Vários estudos foram realizados para limitar as complicações durante a coleta do enxerto
para a reconstrução do LCA. Letartre et al[20 ], para evitar lesões no nervo safeno e em seus ramos na região anteromedial do joelho,
sugeriram uma técnica que utiliza o acesso posterior para remoção dos tendões flexores.
Em outro exame, de Padua et al[21 ] relataram uma menor taxa de lesão do nervo safeno em pacientes em quem apenas o
tendão semitendíneo foi removido (preservando assim o grácil) quando comparado com
a colheita de ambos os enxertos. Para avaliar o impacto da posição do RIPNS na mobilidade
dinâmica do joelho em 20 joelhos de cadáver, Tifford et al[13 ] presumiram que as incisões na face anterior do joelho deveriam ser feitas em flexão.
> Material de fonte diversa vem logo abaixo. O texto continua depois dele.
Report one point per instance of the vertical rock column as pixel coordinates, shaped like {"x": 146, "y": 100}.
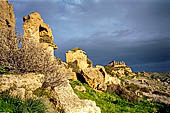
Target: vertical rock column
{"x": 39, "y": 32}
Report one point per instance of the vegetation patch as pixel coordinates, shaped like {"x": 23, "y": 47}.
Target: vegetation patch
{"x": 4, "y": 69}
{"x": 112, "y": 103}
{"x": 15, "y": 105}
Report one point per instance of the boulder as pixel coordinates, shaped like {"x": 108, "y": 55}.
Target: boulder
{"x": 7, "y": 16}
{"x": 94, "y": 78}
{"x": 77, "y": 56}
{"x": 36, "y": 30}
{"x": 119, "y": 69}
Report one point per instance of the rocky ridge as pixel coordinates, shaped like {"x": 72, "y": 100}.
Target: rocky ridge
{"x": 7, "y": 16}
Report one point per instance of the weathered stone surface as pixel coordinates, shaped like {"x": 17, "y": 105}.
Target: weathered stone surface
{"x": 36, "y": 30}
{"x": 72, "y": 104}
{"x": 94, "y": 78}
{"x": 120, "y": 69}
{"x": 105, "y": 75}
{"x": 65, "y": 70}
{"x": 77, "y": 56}
{"x": 29, "y": 82}
{"x": 7, "y": 16}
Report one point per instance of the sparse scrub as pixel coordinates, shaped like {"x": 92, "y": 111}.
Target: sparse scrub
{"x": 29, "y": 57}
{"x": 15, "y": 105}
{"x": 112, "y": 103}
{"x": 89, "y": 62}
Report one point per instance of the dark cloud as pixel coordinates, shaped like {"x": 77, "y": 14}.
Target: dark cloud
{"x": 130, "y": 30}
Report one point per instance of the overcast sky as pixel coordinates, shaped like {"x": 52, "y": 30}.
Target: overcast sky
{"x": 135, "y": 31}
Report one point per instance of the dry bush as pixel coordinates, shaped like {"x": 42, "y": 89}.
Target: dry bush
{"x": 123, "y": 93}
{"x": 29, "y": 57}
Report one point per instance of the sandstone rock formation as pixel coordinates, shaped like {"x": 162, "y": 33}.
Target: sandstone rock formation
{"x": 7, "y": 17}
{"x": 96, "y": 77}
{"x": 35, "y": 29}
{"x": 119, "y": 69}
{"x": 72, "y": 104}
{"x": 78, "y": 56}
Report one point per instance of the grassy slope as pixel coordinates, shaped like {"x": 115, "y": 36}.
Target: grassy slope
{"x": 111, "y": 103}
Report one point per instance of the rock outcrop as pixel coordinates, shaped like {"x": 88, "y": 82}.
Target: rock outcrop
{"x": 77, "y": 56}
{"x": 7, "y": 16}
{"x": 119, "y": 69}
{"x": 35, "y": 29}
{"x": 96, "y": 77}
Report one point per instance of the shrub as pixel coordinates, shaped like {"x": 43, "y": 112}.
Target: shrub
{"x": 29, "y": 57}
{"x": 4, "y": 69}
{"x": 89, "y": 62}
{"x": 112, "y": 103}
{"x": 75, "y": 49}
{"x": 123, "y": 93}
{"x": 15, "y": 105}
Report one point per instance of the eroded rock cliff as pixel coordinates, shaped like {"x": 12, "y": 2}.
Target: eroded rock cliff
{"x": 36, "y": 30}
{"x": 7, "y": 16}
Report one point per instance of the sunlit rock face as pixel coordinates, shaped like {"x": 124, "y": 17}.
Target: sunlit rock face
{"x": 7, "y": 16}
{"x": 77, "y": 56}
{"x": 120, "y": 68}
{"x": 36, "y": 30}
{"x": 96, "y": 77}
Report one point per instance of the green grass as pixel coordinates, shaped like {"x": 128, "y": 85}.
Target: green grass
{"x": 4, "y": 69}
{"x": 15, "y": 105}
{"x": 112, "y": 103}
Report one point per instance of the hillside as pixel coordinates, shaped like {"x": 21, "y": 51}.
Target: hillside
{"x": 33, "y": 80}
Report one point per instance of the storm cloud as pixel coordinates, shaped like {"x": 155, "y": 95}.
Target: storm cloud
{"x": 136, "y": 31}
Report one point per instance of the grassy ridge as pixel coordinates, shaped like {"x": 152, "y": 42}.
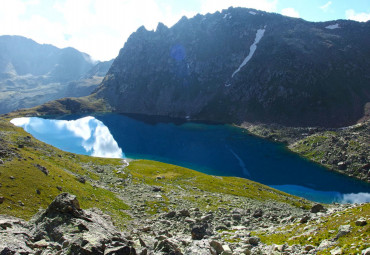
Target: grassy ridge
{"x": 326, "y": 228}
{"x": 21, "y": 177}
{"x": 169, "y": 176}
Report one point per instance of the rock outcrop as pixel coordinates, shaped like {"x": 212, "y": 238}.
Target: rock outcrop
{"x": 236, "y": 66}
{"x": 63, "y": 228}
{"x": 32, "y": 73}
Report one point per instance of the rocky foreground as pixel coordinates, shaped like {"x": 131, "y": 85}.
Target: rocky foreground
{"x": 64, "y": 228}
{"x": 155, "y": 208}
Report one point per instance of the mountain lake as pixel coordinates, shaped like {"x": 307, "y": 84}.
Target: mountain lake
{"x": 214, "y": 149}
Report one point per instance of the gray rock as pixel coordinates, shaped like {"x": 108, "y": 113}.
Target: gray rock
{"x": 123, "y": 250}
{"x": 361, "y": 222}
{"x": 309, "y": 247}
{"x": 366, "y": 251}
{"x": 199, "y": 231}
{"x": 42, "y": 169}
{"x": 336, "y": 251}
{"x": 227, "y": 250}
{"x": 14, "y": 236}
{"x": 217, "y": 246}
{"x": 258, "y": 213}
{"x": 168, "y": 246}
{"x": 317, "y": 208}
{"x": 184, "y": 213}
{"x": 81, "y": 179}
{"x": 170, "y": 214}
{"x": 343, "y": 230}
{"x": 201, "y": 247}
{"x": 237, "y": 217}
{"x": 254, "y": 240}
{"x": 156, "y": 189}
{"x": 304, "y": 219}
{"x": 326, "y": 244}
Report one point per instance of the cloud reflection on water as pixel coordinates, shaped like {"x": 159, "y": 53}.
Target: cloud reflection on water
{"x": 89, "y": 133}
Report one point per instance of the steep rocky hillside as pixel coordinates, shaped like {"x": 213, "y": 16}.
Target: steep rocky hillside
{"x": 245, "y": 65}
{"x": 156, "y": 208}
{"x": 32, "y": 74}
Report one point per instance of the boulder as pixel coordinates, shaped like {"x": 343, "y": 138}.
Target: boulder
{"x": 254, "y": 240}
{"x": 168, "y": 246}
{"x": 361, "y": 222}
{"x": 336, "y": 251}
{"x": 217, "y": 246}
{"x": 343, "y": 230}
{"x": 199, "y": 231}
{"x": 258, "y": 213}
{"x": 366, "y": 251}
{"x": 184, "y": 213}
{"x": 304, "y": 219}
{"x": 317, "y": 208}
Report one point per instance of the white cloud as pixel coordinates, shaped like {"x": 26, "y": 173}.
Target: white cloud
{"x": 85, "y": 134}
{"x": 326, "y": 6}
{"x": 361, "y": 17}
{"x": 290, "y": 12}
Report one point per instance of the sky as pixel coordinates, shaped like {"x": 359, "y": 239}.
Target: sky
{"x": 101, "y": 27}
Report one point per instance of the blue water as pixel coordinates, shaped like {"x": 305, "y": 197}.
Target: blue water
{"x": 212, "y": 149}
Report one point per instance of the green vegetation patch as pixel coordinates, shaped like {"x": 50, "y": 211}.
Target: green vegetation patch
{"x": 34, "y": 173}
{"x": 174, "y": 177}
{"x": 326, "y": 228}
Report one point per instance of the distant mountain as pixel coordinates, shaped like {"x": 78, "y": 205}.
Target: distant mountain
{"x": 32, "y": 73}
{"x": 244, "y": 65}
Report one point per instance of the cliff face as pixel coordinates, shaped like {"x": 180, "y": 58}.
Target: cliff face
{"x": 32, "y": 73}
{"x": 245, "y": 65}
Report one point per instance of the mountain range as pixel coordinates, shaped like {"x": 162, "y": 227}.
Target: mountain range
{"x": 243, "y": 65}
{"x": 32, "y": 73}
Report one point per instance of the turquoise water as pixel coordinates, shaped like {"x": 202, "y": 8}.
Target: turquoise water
{"x": 212, "y": 149}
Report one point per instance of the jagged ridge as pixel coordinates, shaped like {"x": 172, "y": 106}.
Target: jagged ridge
{"x": 300, "y": 74}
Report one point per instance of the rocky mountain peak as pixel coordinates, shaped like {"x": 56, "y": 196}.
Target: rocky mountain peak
{"x": 243, "y": 65}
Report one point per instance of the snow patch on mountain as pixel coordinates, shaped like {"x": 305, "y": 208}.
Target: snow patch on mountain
{"x": 252, "y": 49}
{"x": 335, "y": 26}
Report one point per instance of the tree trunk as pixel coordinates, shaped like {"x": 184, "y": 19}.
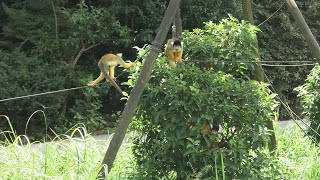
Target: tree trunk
{"x": 305, "y": 30}
{"x": 178, "y": 26}
{"x": 248, "y": 15}
{"x": 136, "y": 93}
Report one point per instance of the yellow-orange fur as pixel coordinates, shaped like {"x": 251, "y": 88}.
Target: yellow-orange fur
{"x": 107, "y": 65}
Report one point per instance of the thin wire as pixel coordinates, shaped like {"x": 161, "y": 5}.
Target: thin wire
{"x": 49, "y": 92}
{"x": 251, "y": 61}
{"x": 287, "y": 65}
{"x": 40, "y": 94}
{"x": 271, "y": 15}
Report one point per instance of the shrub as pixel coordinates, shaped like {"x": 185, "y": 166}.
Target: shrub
{"x": 196, "y": 120}
{"x": 192, "y": 118}
{"x": 222, "y": 46}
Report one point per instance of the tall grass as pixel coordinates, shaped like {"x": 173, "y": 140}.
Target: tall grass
{"x": 298, "y": 153}
{"x": 74, "y": 156}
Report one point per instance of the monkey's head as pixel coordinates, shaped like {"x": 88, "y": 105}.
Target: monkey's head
{"x": 177, "y": 45}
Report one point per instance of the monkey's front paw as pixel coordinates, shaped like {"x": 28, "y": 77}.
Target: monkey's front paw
{"x": 114, "y": 79}
{"x": 91, "y": 84}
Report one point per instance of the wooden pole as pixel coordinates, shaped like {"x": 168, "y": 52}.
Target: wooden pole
{"x": 248, "y": 15}
{"x": 136, "y": 93}
{"x": 305, "y": 30}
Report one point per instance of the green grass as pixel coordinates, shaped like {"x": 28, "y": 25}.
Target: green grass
{"x": 80, "y": 158}
{"x": 298, "y": 153}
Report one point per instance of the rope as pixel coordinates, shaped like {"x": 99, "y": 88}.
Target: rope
{"x": 271, "y": 15}
{"x": 40, "y": 94}
{"x": 288, "y": 109}
{"x": 286, "y": 65}
{"x": 251, "y": 61}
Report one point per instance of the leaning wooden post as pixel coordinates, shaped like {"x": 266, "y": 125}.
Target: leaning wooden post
{"x": 136, "y": 93}
{"x": 305, "y": 30}
{"x": 248, "y": 15}
{"x": 177, "y": 26}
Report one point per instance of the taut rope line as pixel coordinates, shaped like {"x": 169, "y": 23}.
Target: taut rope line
{"x": 40, "y": 94}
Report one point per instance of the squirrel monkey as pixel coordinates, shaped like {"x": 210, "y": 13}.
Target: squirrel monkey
{"x": 107, "y": 64}
{"x": 173, "y": 51}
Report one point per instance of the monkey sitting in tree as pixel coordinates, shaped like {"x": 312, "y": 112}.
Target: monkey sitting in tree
{"x": 107, "y": 65}
{"x": 173, "y": 51}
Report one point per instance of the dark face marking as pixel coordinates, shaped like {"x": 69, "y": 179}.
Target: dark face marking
{"x": 176, "y": 45}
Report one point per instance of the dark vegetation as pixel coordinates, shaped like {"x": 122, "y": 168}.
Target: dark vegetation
{"x": 47, "y": 45}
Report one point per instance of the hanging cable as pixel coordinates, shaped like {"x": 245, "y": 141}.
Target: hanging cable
{"x": 271, "y": 15}
{"x": 40, "y": 94}
{"x": 291, "y": 113}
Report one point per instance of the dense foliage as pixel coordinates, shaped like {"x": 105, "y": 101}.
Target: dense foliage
{"x": 227, "y": 46}
{"x": 197, "y": 120}
{"x": 310, "y": 100}
{"x": 281, "y": 40}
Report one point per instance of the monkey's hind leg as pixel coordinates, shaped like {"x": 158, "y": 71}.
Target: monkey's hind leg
{"x": 178, "y": 56}
{"x": 170, "y": 56}
{"x": 95, "y": 82}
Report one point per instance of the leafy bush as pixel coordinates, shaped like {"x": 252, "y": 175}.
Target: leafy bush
{"x": 197, "y": 121}
{"x": 310, "y": 100}
{"x": 220, "y": 45}
{"x": 192, "y": 118}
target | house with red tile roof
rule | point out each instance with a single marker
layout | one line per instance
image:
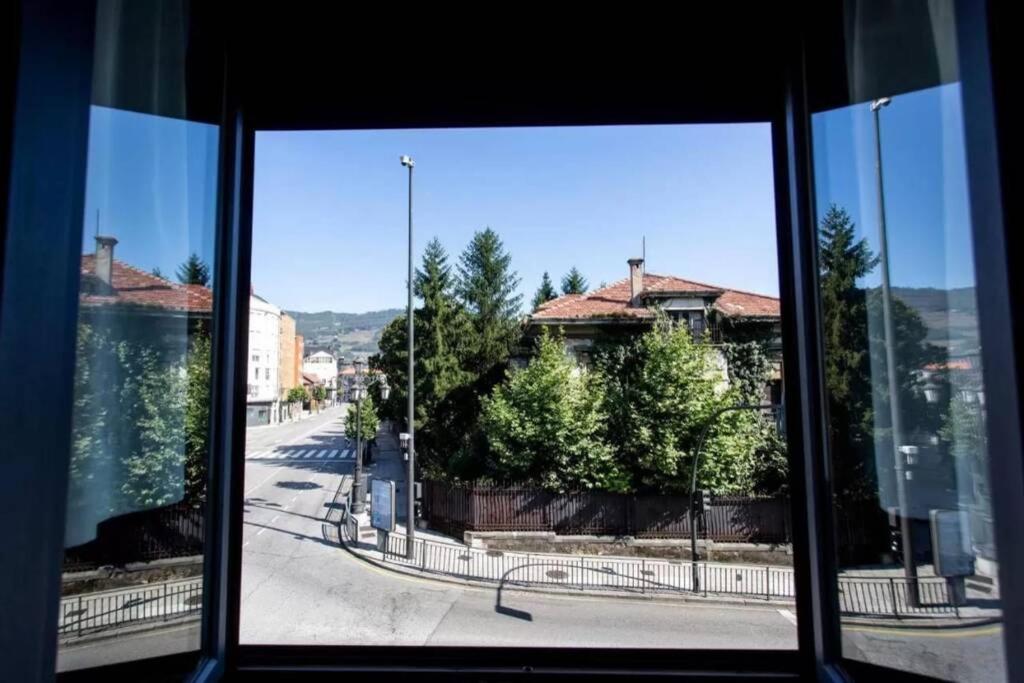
(110, 287)
(715, 314)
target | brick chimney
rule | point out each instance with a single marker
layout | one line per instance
(104, 258)
(636, 281)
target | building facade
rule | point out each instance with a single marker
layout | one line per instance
(262, 396)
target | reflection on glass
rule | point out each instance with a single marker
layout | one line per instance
(140, 421)
(571, 363)
(906, 398)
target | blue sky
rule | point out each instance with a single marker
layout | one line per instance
(329, 225)
(154, 181)
(924, 168)
(330, 206)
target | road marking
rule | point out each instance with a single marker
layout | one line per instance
(899, 632)
(788, 615)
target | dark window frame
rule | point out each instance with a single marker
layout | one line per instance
(48, 28)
Em concordância com esses autores, todos os pacientes em nossa investigação foram
submetidos à incisão com o joelho em flexão.
O efeito da lesão do nervo na função do joelho não foi pesquisado, e esta foi a principal
limitação do presente exame. Além disso, outros métodos, como estudos eletrofisiológicos,
teriam sido mais úteis para a análise do nível de lesão nervosa. Além disso, o efeito
funcional nos casos com déficit neurológico não foi determinado.
Conclusão
Lesões no RIPNS podem ser observadas na coleta do enxerto de isquiotibiais. Entretanto,
de acordo com nossos resultados, a incisão oblíqua causa menos lesão ao ramo infrapatelar
do nervo safeno na reconstrução artroscópica do LCA com autoenxerto do tendão isquiotibial.
Além disso, a perda sensorial não prejudica as atividades diárias normais na maioria
destes pacientes. Como possível complicação, a lesão nervosa e seu prognóstico benigno
devem ser explicados ao paciente antes da cirurgia.